La struttura sopra descritta delinea una parte del compito di formazione della coscienza: salvaguardare la sua indipendenza, proteggendola da eventuali condizionamenti da parte di un giudizio di scelta non sufficientemente virtuoso, che cercasse di tirarla dalla propria parte. Di fondamentale importanza è mantenere, anche quando si sbaglia, la lucidità di ammettere l’errore (Forgia, 164)

D’altra parte, la coscienza può anche sbagliare da sola, cioè errando nell’interpretare la legge morale, oppure nel decifrare la natura dell’azione.
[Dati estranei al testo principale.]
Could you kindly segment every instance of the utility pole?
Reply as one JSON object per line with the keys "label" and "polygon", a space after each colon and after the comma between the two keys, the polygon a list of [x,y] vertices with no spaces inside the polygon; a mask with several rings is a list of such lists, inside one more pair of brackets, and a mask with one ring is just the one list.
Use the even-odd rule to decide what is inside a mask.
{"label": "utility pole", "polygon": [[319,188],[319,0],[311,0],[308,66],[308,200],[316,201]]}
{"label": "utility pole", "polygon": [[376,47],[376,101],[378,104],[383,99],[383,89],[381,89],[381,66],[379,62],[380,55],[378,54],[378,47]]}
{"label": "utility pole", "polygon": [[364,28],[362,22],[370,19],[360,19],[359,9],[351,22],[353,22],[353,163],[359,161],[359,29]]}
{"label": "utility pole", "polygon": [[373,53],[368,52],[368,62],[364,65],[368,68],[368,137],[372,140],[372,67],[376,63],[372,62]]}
Tale ignoranza può anche essere incolpevole, ma anche in questo caso emerge per un altro aspetto la necessità di formazione della coscienza: “Il male commesso a causa di una ignoranza invincibile, o di un errore di giudizio non colpevole, può non essere imputabile alla persona che lo compie: ma anche in tal caso esso non cessa di essere una male, un idosrdine in relazione alla verità sul bene. Inoltre, il bene non riconosciuto non contribuisce alla crescita morale della persona che lo compie : esso non la perfeziona e non giova a disporla al bene supremo” (Veritatis Splendor, n. 63).


Riportiamo, a conclusione, alcune semplici classificazioni. Il giudizio di coscienza, oltre che in antecedente o conseguente (in relazione all’atto che giudica), può essere così classificato:

A)
In relazione alla conformità oggettiva con il bene, si può dare coscienza vera (retta) o falsa (erronea), e questa seconda può esserlo vincibilmente o invincibilmente.
B)
Il relazione allo stato di sicurezza soggettiva con cui il giudizio è emesso, la coscienza può essere certa, probabile o dubbiosa.
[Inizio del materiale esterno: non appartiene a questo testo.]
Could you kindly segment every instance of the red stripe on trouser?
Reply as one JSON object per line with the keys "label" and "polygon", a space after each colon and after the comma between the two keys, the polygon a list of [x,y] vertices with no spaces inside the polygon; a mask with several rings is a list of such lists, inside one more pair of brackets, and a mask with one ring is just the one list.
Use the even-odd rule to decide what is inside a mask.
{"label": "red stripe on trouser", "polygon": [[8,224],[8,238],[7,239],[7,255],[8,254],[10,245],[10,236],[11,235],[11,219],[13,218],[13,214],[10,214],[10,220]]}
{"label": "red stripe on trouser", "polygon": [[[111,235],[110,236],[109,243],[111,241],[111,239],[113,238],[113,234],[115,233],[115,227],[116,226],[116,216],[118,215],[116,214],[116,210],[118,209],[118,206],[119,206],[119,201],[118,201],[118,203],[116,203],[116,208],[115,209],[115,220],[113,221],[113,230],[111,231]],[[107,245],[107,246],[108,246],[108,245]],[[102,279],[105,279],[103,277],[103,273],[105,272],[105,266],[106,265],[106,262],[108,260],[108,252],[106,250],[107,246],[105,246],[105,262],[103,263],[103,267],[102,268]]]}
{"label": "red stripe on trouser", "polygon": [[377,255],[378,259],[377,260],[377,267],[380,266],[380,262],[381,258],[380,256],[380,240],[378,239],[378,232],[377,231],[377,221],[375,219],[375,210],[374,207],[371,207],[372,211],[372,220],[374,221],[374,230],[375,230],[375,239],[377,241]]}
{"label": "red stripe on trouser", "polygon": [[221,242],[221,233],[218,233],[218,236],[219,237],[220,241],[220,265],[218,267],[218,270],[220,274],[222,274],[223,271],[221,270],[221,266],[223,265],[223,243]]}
Poste queste distinzioni, si possono formulare alcuni principi di base per la corretta formulazione dei giudizi di coscienza:

-regola morale idonea per se è la coscienza certa e vera, infatti il bene diviene obbligante passando attraverso la ragione;

-per accidens, è regola morale anche la coscienza certa e invincibilmente erronea, poiché da un punto di vista soggettivo equivale alla precedente (vedi peraltro precisazione sopra riportata dal n. 63 della Veritatis  Splendor);

-la coscienza vincibilmente erronea (che raramente è certa) non consente di agire, bensì richiede di adoperare degli strumenti per uscire dall’errore. Chi agisse in questo stato si esporrebbe deliberatamente al rischio di sbagliare;

-non in tutte le situazioni è richiesto lo stesso grado di certezza. In talune materie, meno importanti, basta la coscienza probabile; in altre, si esige una coscienza certa.

-la coscienza dubbiosa vera e propria (con sospensione del giudizio) esige di trovare un modo per approdare almeno a una coscienza probabile, altrimenti si agirebbe in maniera irrazionale.